Potential implications of heme oxygenase in neurodegenerative diseases

Heme oxygenase: Heme oxygenase is the only enzyme in the body that can degrade heme, and it generates different metabolites with specific actions: iron, biliverdin/bilirubin, and carbon monoxide. Heme, or iron protoporphyrin IX, is a prooxidant. Following subarachnoid hemorrhage, for example, it plays a significant role in detoxifying the brain. Within a cell, after different stress conditions, heme is released from heme-containing enzymes and can reach micromolar concentrations. Heme is not recycled and must be degraded. Using mice with deletion of the HO2 gene, we found an approximate twice greater infarct size after induced cerebral ischemia.

Biliverdin and bilirubin: Biliverdin and bilirubin have been generally associated with neurotoxicity in newborn babies. Dr. Doré has proposed that, at low concentrations, these can be significant antioxidants. Using primary neuronal cultures, he showed that nanomolar concentrations of BR appear to be neuroprotective against oxidative stress. In order to test this hypothesis in vivo, he has shown that HO2 knockout mice have greater infarct after transient cerebral ischemia and have greater damage after stereotaxic injection of NMDA. He is now interested in testing new ways to deliver free bilirubin in the brain into order to stay within the physiological protective levels.

Carbon monoxide: Another metabolite of HO reaction is carbon monoxide. The field of CO is still quite controversial. CO is a gas, which has been postulated to be an important neurotransmitter. Because it is a gas, it does not accumulate within vesicles and can readily diffuse to activate its targets. Due to its stability and its relatively long half-life, it can travel longer distances. Carbon monoxide can modulate soluble guanylate cyclase and influence the production of cGMP. For these reasons, it has been postulated that it plays a role in modulating long-term potentiation and influencing memory. Observation of significant differences in the expression levels of the HO2 in aged cognitively impaired rodents is interesting. Additionally, it has been demonstrated that CO can activate the MAP kinase pathway and limit apoptotic-like cell death. This could also partially explain the protective effect found in the HO2-/- mice using in vivo and in vitro models. The goal now is to test whether low levels of CO can be protective using in vivo models of neurotoxicity.

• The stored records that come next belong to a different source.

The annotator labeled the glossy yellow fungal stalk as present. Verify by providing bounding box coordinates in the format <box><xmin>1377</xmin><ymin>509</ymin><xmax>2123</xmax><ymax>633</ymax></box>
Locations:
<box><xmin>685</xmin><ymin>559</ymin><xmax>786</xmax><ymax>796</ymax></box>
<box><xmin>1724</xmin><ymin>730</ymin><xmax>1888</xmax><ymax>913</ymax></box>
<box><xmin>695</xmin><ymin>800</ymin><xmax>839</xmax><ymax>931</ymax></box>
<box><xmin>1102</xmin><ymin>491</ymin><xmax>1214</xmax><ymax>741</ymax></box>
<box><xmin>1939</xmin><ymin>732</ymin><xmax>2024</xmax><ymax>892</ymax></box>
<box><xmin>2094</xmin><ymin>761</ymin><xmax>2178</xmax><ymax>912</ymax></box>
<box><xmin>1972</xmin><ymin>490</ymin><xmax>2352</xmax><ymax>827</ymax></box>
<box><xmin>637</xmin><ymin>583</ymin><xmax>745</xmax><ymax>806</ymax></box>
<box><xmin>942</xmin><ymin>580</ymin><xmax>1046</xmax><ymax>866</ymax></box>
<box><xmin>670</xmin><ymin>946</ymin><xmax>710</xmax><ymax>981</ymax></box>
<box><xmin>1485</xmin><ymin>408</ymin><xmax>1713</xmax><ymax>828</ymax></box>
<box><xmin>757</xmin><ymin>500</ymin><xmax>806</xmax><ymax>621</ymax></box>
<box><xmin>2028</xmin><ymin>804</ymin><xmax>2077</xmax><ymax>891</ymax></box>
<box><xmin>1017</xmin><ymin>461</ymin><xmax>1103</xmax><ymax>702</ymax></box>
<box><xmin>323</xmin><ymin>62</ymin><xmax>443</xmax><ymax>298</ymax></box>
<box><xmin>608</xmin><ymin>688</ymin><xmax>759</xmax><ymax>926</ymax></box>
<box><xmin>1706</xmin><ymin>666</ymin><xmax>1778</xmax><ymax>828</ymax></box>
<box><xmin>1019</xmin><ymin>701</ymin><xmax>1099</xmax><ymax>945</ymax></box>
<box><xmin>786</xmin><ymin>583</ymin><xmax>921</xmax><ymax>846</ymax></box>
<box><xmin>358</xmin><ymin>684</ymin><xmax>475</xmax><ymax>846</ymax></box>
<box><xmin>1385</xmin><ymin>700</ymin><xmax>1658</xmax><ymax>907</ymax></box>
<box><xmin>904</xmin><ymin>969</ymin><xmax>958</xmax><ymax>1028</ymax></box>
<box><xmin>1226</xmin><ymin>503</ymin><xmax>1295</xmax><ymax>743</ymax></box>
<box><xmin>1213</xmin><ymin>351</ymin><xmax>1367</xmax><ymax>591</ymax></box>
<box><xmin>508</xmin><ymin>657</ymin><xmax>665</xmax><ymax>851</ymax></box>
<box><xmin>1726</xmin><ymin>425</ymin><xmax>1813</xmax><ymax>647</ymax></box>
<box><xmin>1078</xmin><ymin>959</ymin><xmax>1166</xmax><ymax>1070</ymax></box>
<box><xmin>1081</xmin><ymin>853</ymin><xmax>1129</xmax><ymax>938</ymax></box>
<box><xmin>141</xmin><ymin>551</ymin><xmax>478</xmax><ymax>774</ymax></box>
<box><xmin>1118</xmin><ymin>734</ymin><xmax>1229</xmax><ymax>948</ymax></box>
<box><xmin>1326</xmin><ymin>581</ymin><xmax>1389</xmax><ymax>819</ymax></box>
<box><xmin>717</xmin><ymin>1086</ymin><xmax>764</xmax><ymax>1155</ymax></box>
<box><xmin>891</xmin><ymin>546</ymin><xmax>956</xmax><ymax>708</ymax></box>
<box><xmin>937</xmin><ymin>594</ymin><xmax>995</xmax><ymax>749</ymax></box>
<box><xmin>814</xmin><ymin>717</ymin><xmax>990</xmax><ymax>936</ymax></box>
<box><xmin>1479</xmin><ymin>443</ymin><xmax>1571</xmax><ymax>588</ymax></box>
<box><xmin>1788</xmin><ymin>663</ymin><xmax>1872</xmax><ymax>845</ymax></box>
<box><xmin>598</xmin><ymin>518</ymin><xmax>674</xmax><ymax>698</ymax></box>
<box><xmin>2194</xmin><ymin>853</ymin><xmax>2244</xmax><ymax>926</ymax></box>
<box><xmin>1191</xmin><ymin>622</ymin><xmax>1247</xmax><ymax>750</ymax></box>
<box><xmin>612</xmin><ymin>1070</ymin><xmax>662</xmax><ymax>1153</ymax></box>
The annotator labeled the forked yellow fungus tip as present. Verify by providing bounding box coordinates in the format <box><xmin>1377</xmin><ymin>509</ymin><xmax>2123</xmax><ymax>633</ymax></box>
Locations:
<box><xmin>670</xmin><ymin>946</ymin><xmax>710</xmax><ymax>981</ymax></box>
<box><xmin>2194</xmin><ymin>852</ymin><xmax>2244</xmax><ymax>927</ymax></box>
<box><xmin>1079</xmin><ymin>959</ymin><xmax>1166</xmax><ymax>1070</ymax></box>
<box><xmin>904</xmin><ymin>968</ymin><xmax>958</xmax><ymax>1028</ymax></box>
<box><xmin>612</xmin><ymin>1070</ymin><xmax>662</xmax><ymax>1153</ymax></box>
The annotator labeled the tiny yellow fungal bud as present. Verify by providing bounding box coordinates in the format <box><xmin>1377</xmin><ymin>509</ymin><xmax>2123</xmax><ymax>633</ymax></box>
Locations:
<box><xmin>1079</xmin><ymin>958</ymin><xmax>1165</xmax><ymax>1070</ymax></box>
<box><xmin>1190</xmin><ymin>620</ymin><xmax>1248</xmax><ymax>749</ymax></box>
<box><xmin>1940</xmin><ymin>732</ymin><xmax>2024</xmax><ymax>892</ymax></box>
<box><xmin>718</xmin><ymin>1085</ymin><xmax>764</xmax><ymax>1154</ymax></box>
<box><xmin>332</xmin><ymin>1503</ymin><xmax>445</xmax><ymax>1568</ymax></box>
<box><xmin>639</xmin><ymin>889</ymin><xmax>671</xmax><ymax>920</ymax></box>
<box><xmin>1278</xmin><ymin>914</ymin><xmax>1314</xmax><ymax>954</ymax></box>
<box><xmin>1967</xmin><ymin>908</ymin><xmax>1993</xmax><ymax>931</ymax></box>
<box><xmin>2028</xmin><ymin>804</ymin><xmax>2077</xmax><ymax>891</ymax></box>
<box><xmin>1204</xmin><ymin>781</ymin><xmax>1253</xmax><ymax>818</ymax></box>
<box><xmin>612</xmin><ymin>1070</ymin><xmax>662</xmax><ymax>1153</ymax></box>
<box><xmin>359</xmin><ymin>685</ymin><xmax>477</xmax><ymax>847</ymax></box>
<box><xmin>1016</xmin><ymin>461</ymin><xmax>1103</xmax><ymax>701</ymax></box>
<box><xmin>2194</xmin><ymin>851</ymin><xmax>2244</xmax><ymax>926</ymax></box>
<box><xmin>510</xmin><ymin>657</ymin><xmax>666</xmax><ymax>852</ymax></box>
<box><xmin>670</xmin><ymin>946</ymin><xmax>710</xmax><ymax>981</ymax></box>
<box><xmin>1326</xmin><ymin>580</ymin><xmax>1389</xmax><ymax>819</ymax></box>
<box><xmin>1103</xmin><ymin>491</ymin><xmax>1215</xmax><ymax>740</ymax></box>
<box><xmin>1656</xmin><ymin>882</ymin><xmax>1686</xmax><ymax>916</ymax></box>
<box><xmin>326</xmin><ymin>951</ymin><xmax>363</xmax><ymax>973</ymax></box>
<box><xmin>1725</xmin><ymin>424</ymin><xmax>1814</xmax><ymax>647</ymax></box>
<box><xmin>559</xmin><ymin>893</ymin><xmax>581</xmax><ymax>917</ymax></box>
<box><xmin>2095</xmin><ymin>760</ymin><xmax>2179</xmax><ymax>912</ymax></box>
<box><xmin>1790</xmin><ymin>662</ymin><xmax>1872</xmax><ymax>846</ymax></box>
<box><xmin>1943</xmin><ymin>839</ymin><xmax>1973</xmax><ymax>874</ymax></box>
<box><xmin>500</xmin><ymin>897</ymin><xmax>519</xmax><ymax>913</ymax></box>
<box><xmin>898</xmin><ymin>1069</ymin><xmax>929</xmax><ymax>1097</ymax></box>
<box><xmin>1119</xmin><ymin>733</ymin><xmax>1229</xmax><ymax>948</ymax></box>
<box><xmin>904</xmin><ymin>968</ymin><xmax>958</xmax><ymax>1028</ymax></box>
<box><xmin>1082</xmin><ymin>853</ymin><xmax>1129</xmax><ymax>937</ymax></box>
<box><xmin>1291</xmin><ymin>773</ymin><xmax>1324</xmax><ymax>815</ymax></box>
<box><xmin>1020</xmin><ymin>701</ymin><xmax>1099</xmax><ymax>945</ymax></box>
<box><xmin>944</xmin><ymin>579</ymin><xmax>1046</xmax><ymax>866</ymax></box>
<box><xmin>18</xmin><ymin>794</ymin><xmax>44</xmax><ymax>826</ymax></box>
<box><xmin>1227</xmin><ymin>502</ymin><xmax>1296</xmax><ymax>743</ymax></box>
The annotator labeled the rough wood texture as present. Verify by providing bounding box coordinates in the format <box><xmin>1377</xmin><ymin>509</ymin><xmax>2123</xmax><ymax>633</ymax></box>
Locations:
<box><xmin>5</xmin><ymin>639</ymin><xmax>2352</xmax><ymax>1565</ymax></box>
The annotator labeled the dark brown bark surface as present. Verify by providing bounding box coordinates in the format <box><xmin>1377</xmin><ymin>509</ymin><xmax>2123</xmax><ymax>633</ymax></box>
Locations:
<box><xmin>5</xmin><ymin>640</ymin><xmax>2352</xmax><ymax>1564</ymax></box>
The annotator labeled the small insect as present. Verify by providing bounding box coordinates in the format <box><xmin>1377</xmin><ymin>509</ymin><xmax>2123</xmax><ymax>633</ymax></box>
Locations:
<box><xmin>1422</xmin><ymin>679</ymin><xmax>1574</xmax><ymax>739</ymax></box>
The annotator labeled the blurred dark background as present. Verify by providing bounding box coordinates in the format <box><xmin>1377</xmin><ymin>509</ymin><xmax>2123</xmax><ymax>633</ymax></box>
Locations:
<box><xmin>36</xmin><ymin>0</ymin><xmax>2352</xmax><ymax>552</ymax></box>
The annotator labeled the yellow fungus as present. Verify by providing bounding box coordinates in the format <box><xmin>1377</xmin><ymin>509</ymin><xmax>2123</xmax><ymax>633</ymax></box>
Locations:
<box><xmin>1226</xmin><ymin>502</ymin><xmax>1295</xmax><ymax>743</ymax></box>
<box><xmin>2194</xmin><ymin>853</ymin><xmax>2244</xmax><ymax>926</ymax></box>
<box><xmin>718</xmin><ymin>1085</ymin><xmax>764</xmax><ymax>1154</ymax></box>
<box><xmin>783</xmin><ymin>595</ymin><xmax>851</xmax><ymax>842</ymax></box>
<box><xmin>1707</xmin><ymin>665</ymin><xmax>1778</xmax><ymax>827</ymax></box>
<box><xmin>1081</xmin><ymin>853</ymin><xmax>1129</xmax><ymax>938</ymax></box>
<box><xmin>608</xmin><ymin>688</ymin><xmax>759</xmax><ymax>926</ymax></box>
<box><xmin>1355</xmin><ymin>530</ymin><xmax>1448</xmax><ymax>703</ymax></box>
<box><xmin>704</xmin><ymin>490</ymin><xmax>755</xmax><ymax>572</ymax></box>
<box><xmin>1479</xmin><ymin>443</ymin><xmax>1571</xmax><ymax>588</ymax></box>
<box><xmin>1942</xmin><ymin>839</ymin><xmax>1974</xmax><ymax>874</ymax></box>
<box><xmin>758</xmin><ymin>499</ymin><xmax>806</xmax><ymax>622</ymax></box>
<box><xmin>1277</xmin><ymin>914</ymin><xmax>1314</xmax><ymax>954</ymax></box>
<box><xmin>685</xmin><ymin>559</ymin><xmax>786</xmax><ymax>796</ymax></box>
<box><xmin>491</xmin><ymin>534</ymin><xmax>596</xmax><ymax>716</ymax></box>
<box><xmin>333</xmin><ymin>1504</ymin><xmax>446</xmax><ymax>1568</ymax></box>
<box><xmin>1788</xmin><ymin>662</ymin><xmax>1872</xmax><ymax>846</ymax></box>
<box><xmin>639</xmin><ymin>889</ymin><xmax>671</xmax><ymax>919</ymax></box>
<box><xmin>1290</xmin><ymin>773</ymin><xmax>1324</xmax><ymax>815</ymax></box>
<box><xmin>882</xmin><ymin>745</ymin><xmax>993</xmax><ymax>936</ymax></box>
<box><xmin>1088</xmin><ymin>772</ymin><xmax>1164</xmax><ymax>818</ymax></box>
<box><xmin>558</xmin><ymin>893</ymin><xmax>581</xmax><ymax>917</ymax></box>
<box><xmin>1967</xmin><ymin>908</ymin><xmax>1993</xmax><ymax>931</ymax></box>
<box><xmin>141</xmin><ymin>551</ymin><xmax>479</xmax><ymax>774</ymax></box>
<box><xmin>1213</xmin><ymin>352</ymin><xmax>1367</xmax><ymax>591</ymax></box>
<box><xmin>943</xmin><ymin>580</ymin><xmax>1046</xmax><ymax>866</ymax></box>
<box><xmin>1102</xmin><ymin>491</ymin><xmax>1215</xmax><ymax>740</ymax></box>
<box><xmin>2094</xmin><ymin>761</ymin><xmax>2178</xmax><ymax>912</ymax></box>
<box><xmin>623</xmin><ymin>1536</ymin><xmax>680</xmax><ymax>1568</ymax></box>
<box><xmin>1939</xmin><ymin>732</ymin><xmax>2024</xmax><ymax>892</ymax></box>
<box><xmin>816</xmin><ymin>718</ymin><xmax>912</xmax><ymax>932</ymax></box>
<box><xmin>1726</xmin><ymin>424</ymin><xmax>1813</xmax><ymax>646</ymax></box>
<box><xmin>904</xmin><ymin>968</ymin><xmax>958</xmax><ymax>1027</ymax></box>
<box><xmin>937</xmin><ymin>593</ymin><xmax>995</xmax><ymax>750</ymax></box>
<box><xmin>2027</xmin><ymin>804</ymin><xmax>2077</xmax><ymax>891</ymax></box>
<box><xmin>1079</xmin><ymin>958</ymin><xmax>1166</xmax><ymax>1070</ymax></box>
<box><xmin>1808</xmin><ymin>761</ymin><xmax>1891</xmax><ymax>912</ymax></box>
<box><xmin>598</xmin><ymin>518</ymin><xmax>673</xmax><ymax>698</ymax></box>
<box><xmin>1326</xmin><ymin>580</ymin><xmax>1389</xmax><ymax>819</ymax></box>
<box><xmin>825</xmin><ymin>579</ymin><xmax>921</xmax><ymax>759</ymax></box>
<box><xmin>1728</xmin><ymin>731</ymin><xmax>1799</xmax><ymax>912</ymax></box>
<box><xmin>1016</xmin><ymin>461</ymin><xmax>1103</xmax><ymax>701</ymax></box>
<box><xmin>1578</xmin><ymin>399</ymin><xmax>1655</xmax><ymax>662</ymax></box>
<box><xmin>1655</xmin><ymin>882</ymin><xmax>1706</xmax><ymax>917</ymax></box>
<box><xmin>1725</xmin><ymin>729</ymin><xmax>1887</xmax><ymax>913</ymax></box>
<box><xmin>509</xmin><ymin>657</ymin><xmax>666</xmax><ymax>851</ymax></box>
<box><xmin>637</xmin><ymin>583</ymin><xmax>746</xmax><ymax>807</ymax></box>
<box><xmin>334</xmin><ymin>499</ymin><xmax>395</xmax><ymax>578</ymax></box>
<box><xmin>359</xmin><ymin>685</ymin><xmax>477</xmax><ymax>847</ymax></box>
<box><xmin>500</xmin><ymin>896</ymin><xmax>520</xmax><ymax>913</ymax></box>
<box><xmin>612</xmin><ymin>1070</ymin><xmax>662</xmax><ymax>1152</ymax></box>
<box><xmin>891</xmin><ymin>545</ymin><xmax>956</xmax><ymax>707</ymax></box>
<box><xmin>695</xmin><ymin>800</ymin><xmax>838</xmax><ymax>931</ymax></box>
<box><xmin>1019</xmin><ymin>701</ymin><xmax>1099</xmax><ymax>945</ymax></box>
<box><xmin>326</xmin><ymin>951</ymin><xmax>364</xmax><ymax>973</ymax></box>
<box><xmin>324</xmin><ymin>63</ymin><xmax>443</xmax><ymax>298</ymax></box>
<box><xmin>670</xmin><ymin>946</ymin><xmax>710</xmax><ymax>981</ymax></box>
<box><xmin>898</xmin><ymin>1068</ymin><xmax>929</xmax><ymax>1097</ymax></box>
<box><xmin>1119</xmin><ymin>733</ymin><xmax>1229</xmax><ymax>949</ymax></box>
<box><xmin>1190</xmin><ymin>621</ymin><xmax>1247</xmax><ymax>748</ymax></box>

Iron: It is known that iron levels are tightly regulated in order to keep cellular homeostasis and that heme oxygenase appears to control iron efflux from the cell and determines the rate of programmed cell death. One of Dr. Doré’s future objectives is to investigate the cellular mechanism by which heme oxygenase can regulate the iron level within a cell.

Selected References:

  1. Doré S.Decreased activity of the anti-oxidant heme-oxygenase enzyme: implications in ischemia and in Alzheimer’s disease. Free Radical Res 32:1276-82, 2002.
  2. Doré S*, Takahashi M*, Ferris CD, Tomita T, Sawa A, Wolosker H, Borchelt DR, Iwatsubo T, Kim SH, Thinakanan G, Sissodia S, Snyder SH. Amyloid precursor proteins inhibit heme oxygenase activity and augment neurotoxicity in Alzheimer’s disease. Neuron 28:461-73, 2000.
  3. Doré S, Takahashi M, Ferris CD, Zakhary R, Hester LD, Guastella D, Snyder SH. Bilirubin, formed by activation of heme oxygenase-2, protects neurons against oxidative stress injury. Proc Natl Acad Sci U S A 96:2445-50, 1999.